Letters to the Seven Churches of Revelation, A First Century Message to 20th Century Christians by G Campbell Morgan and published by Classics.
In order to a proper understanding of the purpose of the letters to the churches of Asia, it is necessary that some word should be spoken concerning the book in which they are to be found. This book contains the last messages of Christ to men. In some important ways it differs from any other in the Divine Library. John did not receive it by the inspiration of the Spirit in the ordinary sense of that expression, but directly from Jesus Christ, as He appeared to him while in exile in Patmos.

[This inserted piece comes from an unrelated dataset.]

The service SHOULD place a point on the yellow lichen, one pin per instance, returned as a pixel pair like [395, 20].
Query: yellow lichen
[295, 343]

Perhaps no book has been more neglected than this Revelation of Jesus Christ, and yet it the only one that opens with a distinct and three-fold blessing pronounced, a blessing first, upon those who read, secondly, upon those who hear, thirdly, upon those who keep the things that are written therein. There must be some deep significance in this introductory pronouncement, and because of the difficulty of interpretation, the Church has no right to neglect her Master's last message.
Yet while it is true that no book has been so sadly neglected, it is also true that around no book has there waged more persistent controversy. So keen has that controversy been, that we find Christian people divided into distinct schools of thought about it, and we hear of Preterist, Presentist, Futurist, and Spiritual interpretations. These differences have no detailed place in our present discussion. Our business lies only with the messages to the churches.